Tonight the kids and I are meeting my sister, my nieces and nephew, and my mom for a fun Christmas outing. This wouldn't be a big deal if I hadn't been dealing with
family drama for over a year now. If you'll recall, my sister and I haven't spoken in months and haven't seen each other in 18 months.
When I informed my daughters this morning that they'd be seeing their cousins and aunt, they were excited. Then my oldest asked, "Mom, do you think you and your sister will get along now?"
Oh I have no doubt that we'll "get along" tonight. We're a family of hiding uncomfortable confrontational drama in person. (Gentleman Jack noticed this over the Thanksgiving holiday when my brother came around for the first time since
lying to me about staying at my house while I was out of town. Of course, GJ would have none of our avoidance tactics and forced us to talk it out. My hard headed man and his honest ways...)
I'm actually excited about seeing my sister tonight. I'm not looking forward to hearing about her other life with strangers that I know nothing about. That'll be weird. But I know the kids will really enjoy seeing us together. They actually SHOULD see us together, working out our differences.
After all, I remind each of them, often,
how important it is to have a sister.
***
I was out of town visiting Gentleman Jack this past weekend. Unfortunately, Saturday night I came down with a mystery illness that kept me there an extra day due to absolute misery and weakness... so much so that I was unable to drive home. Of course, my boys enjoyed having me around a whole extra day, even if I was either in bed or lying around on the couch being waited on hand and foot.
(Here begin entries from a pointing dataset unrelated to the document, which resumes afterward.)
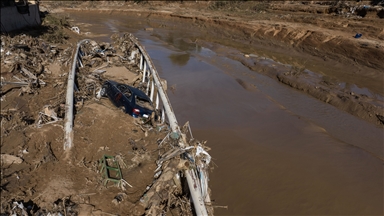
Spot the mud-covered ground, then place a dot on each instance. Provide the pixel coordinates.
(315, 39)
(40, 177)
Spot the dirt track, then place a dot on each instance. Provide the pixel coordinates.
(307, 36)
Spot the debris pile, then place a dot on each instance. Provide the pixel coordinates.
(142, 171)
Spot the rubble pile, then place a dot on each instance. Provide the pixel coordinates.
(39, 179)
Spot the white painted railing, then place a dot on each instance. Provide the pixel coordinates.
(155, 89)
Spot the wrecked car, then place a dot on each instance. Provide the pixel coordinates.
(134, 102)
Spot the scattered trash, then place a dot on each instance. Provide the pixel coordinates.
(358, 35)
(10, 159)
(76, 29)
(48, 116)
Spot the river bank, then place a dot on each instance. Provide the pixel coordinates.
(323, 57)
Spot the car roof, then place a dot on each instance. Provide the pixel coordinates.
(134, 90)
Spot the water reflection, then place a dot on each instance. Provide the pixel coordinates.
(179, 59)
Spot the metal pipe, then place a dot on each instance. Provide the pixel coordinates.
(145, 73)
(149, 81)
(193, 184)
(68, 125)
(152, 90)
(157, 100)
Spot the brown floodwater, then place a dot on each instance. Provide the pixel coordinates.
(276, 151)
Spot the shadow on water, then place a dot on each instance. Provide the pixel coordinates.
(278, 151)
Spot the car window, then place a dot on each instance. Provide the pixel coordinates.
(144, 102)
(125, 90)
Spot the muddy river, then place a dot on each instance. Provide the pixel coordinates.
(276, 150)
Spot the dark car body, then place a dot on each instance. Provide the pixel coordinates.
(135, 102)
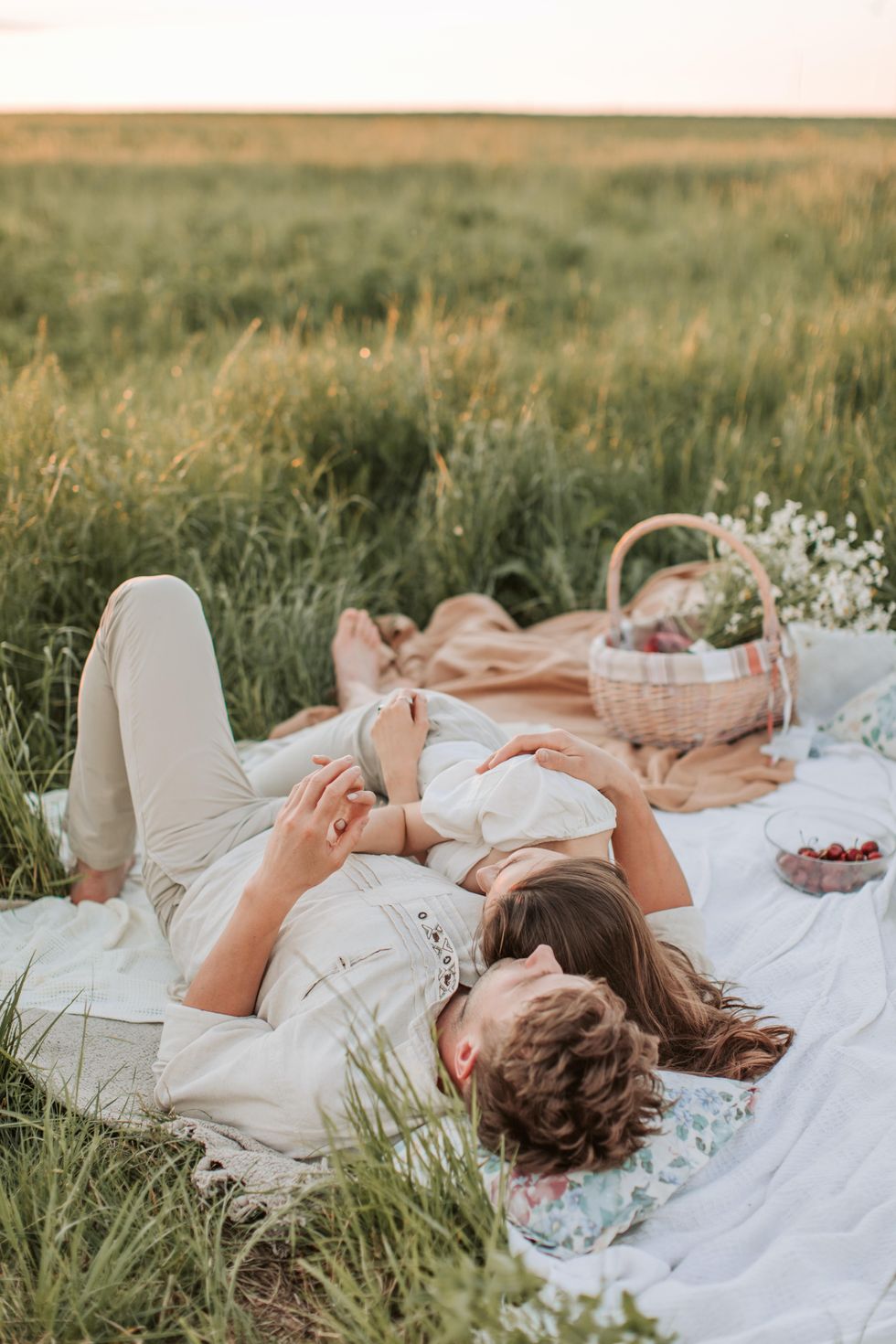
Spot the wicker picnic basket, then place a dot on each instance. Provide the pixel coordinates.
(690, 699)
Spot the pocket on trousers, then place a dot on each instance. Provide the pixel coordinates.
(343, 965)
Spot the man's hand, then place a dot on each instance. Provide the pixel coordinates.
(559, 750)
(318, 826)
(400, 732)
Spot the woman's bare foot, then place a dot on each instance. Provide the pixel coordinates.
(357, 657)
(98, 883)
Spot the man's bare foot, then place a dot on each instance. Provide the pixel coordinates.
(98, 883)
(357, 657)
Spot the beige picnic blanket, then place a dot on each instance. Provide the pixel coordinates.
(473, 649)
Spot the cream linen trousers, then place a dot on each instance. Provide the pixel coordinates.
(155, 749)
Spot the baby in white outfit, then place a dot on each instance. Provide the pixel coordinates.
(513, 805)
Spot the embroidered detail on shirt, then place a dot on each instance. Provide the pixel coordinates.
(443, 952)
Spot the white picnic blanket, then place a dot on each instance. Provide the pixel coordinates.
(790, 1232)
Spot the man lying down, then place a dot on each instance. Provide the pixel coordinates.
(306, 932)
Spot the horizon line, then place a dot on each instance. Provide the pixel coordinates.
(449, 111)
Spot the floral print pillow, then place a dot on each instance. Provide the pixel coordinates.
(584, 1211)
(869, 718)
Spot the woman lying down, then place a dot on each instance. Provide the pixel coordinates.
(534, 837)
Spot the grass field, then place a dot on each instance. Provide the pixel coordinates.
(308, 362)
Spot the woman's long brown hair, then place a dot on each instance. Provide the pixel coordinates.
(586, 912)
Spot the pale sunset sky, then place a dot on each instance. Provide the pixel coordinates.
(793, 57)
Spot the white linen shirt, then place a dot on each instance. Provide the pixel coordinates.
(380, 946)
(516, 804)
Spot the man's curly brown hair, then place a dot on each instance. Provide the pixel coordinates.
(570, 1086)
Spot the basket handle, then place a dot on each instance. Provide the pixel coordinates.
(770, 624)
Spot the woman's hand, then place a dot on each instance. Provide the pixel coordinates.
(559, 750)
(316, 829)
(400, 734)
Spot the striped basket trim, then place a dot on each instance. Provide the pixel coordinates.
(743, 660)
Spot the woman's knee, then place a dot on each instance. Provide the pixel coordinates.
(155, 588)
(156, 595)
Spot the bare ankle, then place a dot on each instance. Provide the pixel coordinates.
(98, 884)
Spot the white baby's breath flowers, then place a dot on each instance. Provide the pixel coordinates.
(817, 575)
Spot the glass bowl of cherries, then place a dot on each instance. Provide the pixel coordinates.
(821, 851)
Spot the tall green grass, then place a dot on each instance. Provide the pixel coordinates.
(102, 1238)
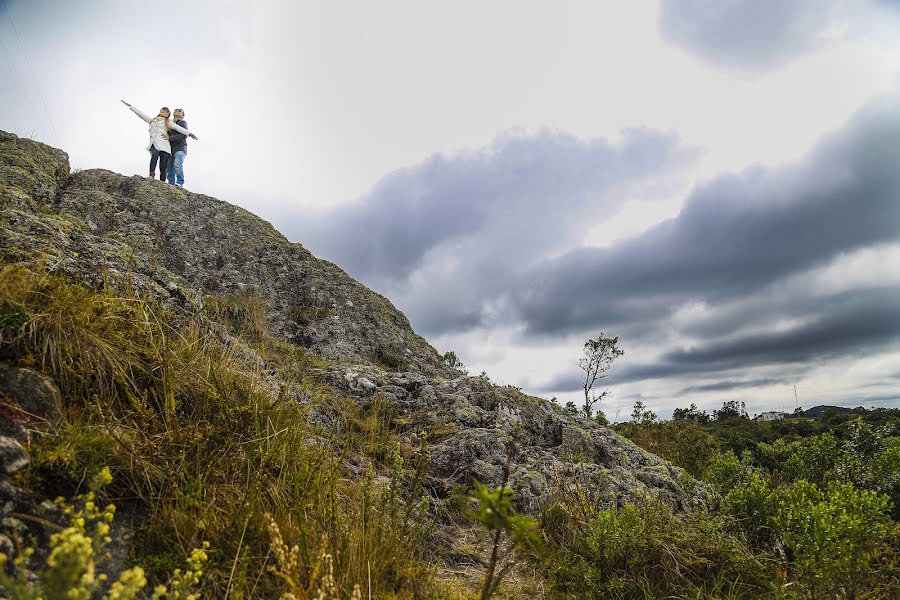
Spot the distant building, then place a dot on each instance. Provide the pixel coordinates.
(771, 415)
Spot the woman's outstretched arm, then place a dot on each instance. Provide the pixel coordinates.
(137, 112)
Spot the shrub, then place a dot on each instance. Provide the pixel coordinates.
(644, 550)
(78, 549)
(203, 448)
(832, 535)
(682, 442)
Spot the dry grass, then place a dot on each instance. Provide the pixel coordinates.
(201, 447)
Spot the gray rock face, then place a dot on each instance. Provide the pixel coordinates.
(33, 393)
(184, 247)
(475, 427)
(12, 456)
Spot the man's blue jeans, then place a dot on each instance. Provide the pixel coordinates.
(176, 167)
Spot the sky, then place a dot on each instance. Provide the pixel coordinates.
(715, 182)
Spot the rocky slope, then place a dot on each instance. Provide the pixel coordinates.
(186, 248)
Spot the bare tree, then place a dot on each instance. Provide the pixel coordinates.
(599, 355)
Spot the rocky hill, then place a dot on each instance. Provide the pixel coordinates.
(191, 252)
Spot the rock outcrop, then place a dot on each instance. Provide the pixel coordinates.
(185, 247)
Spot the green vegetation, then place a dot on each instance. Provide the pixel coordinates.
(813, 501)
(268, 486)
(202, 450)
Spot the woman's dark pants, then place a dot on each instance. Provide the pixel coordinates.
(163, 158)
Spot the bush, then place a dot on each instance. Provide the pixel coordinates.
(832, 536)
(683, 442)
(203, 448)
(644, 550)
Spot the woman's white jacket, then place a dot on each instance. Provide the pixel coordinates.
(157, 128)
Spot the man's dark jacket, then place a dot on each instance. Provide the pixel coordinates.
(178, 140)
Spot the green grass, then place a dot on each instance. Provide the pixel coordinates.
(203, 448)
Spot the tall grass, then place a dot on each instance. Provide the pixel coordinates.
(203, 444)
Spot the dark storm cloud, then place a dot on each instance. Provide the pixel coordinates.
(858, 321)
(734, 236)
(518, 199)
(726, 385)
(754, 35)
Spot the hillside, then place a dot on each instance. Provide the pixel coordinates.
(170, 332)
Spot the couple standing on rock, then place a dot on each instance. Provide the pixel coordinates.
(167, 148)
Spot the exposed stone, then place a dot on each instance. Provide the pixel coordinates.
(13, 457)
(184, 247)
(30, 391)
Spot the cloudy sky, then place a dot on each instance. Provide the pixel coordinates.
(716, 182)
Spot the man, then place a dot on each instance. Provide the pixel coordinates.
(178, 142)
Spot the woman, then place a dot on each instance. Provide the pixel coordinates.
(159, 139)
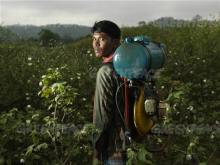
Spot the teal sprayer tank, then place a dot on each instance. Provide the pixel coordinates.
(137, 56)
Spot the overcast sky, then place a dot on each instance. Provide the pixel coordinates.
(123, 13)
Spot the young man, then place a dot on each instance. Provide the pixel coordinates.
(109, 141)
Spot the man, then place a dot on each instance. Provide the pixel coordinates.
(109, 141)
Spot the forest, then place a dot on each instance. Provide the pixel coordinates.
(47, 90)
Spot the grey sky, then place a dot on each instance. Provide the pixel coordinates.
(127, 13)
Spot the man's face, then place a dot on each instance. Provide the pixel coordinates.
(103, 44)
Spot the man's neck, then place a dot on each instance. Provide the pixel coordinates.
(108, 59)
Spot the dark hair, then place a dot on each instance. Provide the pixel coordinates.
(107, 27)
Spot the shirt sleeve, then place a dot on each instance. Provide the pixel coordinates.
(104, 101)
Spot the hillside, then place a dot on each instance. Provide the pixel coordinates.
(31, 31)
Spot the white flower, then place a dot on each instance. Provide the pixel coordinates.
(40, 83)
(188, 157)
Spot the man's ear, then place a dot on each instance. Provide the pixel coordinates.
(116, 43)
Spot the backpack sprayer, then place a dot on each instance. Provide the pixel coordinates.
(136, 60)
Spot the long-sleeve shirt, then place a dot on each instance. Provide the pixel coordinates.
(106, 115)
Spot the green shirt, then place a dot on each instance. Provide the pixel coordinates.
(106, 116)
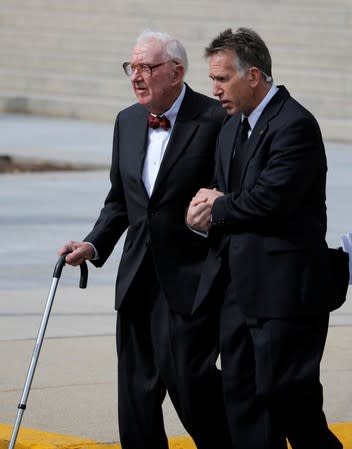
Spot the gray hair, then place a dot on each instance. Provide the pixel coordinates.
(173, 47)
(248, 47)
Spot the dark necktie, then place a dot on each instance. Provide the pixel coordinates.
(240, 148)
(156, 121)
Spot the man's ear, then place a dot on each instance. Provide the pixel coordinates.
(254, 76)
(178, 73)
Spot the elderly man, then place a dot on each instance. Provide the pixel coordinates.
(163, 343)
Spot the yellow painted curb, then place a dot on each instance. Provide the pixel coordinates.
(36, 439)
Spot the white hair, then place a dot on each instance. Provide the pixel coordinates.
(173, 47)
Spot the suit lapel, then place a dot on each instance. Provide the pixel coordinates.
(228, 140)
(137, 132)
(261, 126)
(183, 130)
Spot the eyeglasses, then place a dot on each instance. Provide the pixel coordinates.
(145, 69)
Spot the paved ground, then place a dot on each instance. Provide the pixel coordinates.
(74, 389)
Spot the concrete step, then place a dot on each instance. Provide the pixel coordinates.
(57, 55)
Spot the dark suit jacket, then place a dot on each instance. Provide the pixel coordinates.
(273, 229)
(158, 222)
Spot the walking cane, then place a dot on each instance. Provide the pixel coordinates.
(23, 402)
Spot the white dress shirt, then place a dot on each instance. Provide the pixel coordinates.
(157, 142)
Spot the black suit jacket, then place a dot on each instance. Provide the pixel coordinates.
(273, 229)
(158, 222)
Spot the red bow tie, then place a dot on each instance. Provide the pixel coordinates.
(157, 121)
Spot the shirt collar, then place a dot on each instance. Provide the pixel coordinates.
(171, 113)
(254, 116)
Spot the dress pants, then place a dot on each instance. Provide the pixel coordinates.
(158, 351)
(271, 380)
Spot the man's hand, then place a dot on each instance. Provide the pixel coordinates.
(199, 211)
(78, 252)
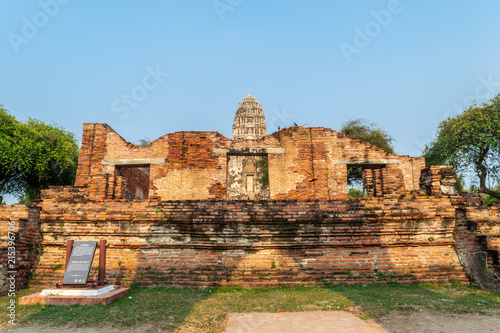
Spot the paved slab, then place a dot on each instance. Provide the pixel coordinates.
(300, 322)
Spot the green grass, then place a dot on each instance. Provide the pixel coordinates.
(206, 310)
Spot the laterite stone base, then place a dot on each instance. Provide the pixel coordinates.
(105, 299)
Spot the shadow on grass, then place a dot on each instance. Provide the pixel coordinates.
(206, 310)
(163, 308)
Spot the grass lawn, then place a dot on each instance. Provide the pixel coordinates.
(206, 310)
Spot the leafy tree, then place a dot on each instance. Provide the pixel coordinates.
(34, 155)
(360, 129)
(470, 142)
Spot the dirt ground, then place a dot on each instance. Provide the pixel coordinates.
(419, 322)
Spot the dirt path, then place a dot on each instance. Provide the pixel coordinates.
(420, 322)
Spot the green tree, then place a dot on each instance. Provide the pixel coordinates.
(34, 155)
(360, 129)
(470, 142)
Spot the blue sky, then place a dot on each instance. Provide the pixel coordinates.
(156, 67)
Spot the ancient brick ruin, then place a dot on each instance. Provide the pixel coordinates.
(199, 209)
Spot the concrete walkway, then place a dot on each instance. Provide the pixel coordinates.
(300, 322)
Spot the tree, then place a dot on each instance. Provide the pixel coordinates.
(34, 155)
(360, 129)
(470, 142)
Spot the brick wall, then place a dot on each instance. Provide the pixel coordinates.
(24, 223)
(209, 243)
(304, 163)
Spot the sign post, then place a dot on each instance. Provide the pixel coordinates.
(79, 257)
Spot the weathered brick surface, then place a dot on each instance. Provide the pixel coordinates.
(210, 243)
(478, 229)
(26, 228)
(304, 163)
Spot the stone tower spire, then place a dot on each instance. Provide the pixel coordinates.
(249, 121)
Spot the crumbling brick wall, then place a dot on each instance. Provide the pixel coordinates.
(477, 237)
(19, 256)
(210, 243)
(303, 163)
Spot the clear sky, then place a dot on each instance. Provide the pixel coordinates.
(155, 67)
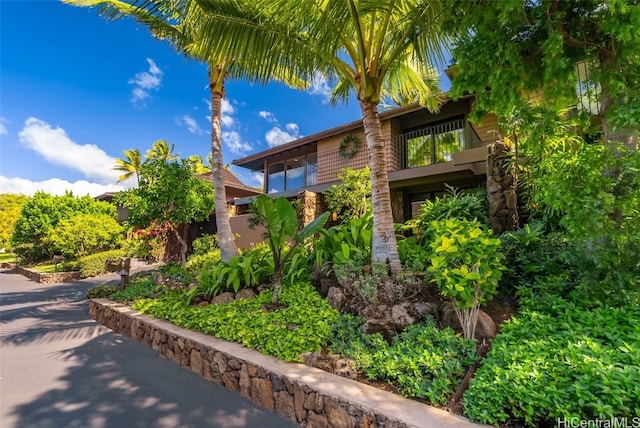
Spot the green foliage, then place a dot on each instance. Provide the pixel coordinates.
(205, 244)
(455, 203)
(93, 265)
(413, 255)
(10, 208)
(173, 275)
(348, 242)
(168, 195)
(531, 256)
(43, 212)
(465, 266)
(248, 270)
(101, 291)
(303, 326)
(423, 361)
(465, 259)
(538, 44)
(556, 360)
(84, 234)
(351, 197)
(139, 289)
(283, 237)
(199, 262)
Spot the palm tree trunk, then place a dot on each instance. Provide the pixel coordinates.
(383, 246)
(228, 246)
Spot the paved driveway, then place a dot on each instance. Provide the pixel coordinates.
(61, 369)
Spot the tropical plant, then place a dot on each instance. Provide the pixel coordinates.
(169, 195)
(10, 208)
(84, 234)
(130, 165)
(181, 24)
(466, 267)
(42, 213)
(348, 242)
(282, 235)
(375, 49)
(161, 150)
(351, 196)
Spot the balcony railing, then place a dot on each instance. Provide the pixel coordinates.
(426, 146)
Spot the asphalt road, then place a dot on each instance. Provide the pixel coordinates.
(61, 369)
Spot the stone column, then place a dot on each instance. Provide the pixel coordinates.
(308, 207)
(501, 189)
Who wouldn't want to stay?!?
The next morning, my mother (who was watching my kids for me) called to inform me that my younger daughter was ill and would be staying home from school. Mom, who works in retail, had to go to work (obviously) so she would be unable to watch my sick kid.
I dragged myself from the warmth of my sick bed, packed up my bags and drove 3 hours for my child. I, even though I was recovering, was actually still more ill than my daughter. Honestly I wonder if she didn't have a case of the
I-just-wanna-stay-home-itis that my mom couldn't see through. Nonetheless, she was home with me, wanting to be nurtured when I could barely take care of myself.
That evening, I put my daughters to bed as soon as I could so that I could also get some rest. I'm still not 100% recovered from whatever kicked me out of service this weekend... but the Christmas shopping/wrapping/planning/partying/decorating must go on, right?
My kids need me... whether I'm well or not.
***
I love my kids. LOVE. MY. KIDS.
Yes, I find myself in uncomfortable situations by being a mom. I have to be a good role model, even if I don't want to be. I have to take care of myself and them, even if I'm too ill to do so. I have to have my stuff together, even when I don't. I have to have a village of back up providers due to an ex-husband who travels 95% of the time with work.
I'm grateful for the opportunity to raise these beautiful little people. They entertain me with their funny ways of looking at the world. They offer hugs and comfort when I'm down, physically, mentally or emotionally. They teach me something new and often delightful every single day. They are my heart, broken into two whole people walking around outside of my body.
It's not always easy to do the things I do for my kids but I really cannot imagine life any other way. Even on those nights that I just want to put myself to bed but there's so much more mothering to be done, I still feel honored for the healthy, amazing girls sleeping in the next room.
Thank You, God, for the blessings that I call
my children.... and all the "stuff" that goes with it.